Maine coffee roaster addresses odor issue
ROCKLAND, Maine -- Neighborhood complaints about the odor emanating from a local gourmet coffee roaster have prompted its owner to come up with a plan to increase the height of his roastery's smokestack.
The proposal by Patrick Reilley, co-owner of Rock City Coffee Roasters, was filed with the code enforcement office after the city cited the business for violating its odor ordinance, which could lead to heavy fines.
The rules barring foul odors are an outgrowth of the public outcry two decades ago when this city of 8,000 along Penobscot Bay was notorious for the stench from a waterfront plant that processed fish waste.
The closing of that plant set the stage for Rockland's transformation from a down-at-the-heels factory town to a mecca for the arts and a magnet for tourists.
Rock City Coffee Roasters is one of the businesses credited with starting the revival of the downtown economy, City Manager Tom Hall said. The company has been roasting coffee at the South Main Street roastery since 1999. Along with its combination coffee shop and secondhand bookstore on Main Street, Rock City employs 24 people.
"We don't want to put a very important cornerstone business out of business," Hall said.

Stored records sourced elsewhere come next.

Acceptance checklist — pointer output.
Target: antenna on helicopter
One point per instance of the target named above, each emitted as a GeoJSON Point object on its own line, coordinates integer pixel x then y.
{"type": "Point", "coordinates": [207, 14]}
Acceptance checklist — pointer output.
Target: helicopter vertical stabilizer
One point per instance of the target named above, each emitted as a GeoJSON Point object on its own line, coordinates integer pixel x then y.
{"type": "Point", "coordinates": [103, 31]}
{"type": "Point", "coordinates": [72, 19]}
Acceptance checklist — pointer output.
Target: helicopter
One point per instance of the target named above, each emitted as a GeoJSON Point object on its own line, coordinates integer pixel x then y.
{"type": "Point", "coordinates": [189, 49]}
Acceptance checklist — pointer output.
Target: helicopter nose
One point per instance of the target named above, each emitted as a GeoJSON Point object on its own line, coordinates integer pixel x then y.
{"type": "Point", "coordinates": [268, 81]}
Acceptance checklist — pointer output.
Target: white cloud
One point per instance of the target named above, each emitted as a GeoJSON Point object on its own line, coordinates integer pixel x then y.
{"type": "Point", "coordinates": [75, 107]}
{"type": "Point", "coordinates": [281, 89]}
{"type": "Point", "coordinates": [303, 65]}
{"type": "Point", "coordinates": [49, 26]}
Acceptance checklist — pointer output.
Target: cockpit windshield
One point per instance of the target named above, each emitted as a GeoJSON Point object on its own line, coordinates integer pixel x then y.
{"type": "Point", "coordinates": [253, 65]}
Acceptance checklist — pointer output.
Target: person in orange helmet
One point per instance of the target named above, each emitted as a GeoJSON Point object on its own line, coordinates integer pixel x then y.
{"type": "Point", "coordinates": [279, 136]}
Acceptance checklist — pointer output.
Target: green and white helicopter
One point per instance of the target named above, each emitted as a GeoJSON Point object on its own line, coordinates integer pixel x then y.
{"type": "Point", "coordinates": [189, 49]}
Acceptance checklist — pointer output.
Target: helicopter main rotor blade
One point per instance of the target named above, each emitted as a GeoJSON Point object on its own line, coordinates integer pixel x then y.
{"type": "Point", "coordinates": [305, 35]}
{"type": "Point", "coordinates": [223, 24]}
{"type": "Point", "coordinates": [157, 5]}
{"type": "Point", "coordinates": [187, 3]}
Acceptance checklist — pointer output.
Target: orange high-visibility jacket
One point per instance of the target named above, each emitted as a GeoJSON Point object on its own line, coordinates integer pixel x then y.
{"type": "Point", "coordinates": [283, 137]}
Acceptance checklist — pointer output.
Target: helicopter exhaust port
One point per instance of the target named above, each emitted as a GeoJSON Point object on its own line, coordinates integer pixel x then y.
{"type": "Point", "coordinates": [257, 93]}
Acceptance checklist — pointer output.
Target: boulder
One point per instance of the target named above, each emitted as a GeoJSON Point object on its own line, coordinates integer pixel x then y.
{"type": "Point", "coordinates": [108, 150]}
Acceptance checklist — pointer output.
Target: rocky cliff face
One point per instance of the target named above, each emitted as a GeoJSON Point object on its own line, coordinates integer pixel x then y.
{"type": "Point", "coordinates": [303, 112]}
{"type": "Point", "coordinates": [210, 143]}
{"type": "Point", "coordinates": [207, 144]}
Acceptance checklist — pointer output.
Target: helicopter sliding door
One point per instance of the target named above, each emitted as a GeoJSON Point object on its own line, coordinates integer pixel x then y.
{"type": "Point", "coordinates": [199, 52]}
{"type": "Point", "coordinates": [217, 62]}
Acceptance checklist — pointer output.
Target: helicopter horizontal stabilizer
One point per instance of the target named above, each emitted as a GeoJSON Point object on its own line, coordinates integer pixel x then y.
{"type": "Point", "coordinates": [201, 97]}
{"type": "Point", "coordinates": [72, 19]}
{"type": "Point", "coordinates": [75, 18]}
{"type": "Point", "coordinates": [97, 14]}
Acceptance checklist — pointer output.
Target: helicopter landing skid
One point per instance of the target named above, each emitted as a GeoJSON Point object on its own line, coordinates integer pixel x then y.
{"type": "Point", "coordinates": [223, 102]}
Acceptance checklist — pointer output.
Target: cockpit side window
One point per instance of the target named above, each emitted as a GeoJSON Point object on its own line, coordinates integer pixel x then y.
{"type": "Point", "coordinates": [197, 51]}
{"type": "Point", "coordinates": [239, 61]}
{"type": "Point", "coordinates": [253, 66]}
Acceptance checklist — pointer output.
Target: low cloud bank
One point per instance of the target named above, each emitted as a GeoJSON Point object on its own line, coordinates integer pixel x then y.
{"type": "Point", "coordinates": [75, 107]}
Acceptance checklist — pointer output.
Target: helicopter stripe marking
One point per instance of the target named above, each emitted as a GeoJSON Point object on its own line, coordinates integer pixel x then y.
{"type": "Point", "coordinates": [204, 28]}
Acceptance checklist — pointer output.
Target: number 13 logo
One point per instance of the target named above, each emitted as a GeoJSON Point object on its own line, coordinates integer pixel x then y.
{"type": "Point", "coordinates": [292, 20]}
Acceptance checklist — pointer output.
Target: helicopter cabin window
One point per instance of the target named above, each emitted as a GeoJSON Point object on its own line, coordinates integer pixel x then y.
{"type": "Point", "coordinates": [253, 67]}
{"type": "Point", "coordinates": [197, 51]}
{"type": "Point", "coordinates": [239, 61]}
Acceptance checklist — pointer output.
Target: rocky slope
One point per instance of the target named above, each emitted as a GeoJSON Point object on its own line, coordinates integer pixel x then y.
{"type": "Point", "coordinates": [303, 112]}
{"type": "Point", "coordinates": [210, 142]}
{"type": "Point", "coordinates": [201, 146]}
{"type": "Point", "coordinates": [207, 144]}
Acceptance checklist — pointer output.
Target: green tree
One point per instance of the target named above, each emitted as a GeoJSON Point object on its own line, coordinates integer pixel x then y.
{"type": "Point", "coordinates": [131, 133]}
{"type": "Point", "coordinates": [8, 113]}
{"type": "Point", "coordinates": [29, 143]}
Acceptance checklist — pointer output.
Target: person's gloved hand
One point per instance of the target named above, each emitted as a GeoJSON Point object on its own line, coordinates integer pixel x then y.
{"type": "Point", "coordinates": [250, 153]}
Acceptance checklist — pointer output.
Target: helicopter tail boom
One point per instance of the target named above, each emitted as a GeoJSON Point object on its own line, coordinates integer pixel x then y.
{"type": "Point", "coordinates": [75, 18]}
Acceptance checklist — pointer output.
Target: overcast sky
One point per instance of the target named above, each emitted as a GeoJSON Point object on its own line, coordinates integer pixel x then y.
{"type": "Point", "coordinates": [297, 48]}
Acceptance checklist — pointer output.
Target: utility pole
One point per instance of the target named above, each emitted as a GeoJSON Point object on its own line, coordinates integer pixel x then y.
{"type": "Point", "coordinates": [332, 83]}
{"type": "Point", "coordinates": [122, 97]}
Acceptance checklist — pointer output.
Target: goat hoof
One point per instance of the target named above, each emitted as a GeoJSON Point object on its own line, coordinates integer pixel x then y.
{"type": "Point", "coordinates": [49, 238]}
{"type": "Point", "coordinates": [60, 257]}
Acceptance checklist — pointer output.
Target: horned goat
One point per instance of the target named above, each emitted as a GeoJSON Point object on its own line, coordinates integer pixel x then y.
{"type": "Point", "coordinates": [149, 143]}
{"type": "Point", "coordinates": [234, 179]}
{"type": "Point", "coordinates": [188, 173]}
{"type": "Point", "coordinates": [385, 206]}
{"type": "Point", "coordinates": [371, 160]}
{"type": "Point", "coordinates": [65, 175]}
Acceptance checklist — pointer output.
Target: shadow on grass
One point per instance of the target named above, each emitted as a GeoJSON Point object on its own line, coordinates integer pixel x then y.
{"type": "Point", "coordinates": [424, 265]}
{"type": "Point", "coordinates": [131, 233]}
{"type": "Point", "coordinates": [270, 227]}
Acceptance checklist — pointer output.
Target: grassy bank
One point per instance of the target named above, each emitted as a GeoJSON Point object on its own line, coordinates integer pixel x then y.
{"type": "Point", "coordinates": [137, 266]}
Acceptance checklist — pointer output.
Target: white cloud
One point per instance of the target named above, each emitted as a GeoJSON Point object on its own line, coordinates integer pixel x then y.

Reilley plans to raise the smokestack 15 feet above the building to a level of 45 feet, at a cost of $5,000. "It will lessen the odor and disperse the smoke," he said.
Reilley also said he has changed the airflow and the roasting schedule in an attempt to address the problem of chaff, a waxy membrane on the unroasted coffee bean that becomes airborne and emits fine particles from the stack during the roasting process.
Reilley began negotiating with the city after it received complaints about the smell from Rock City's neighbors, Steven and Jeanine Lee, who own the house and commercial building next door. The Lees later moved to Thomaston but still own property next to the roastery.
While there were a few other complaints about the smell, others lined up in defense of the roastery. Reilley last month gave the City Council a petition labeled "Save Our Smell," signed by 1,200 people, including 350 Rockland residents.
The petitioners said they were not offended by the smell of roasting coffee from Rock City's building, but Code Enforcement Officer John Root said most people didn't experience the odors and thick smoke billowing from the stack when the city's ad hoc odor committee made its inspection.
"It's not the same odor you get when you walk by the coffee grinder at a supermarket," he said. "That's pleasant, but this was not."
The odor committee ruled unanimously in September that the smell was objectionable.
Root said Friday that Reilley's plan was "a step in the right direction."
"I'm happy he has done this," Root said. "The odor committee has expressed an interest in reassessing the problem."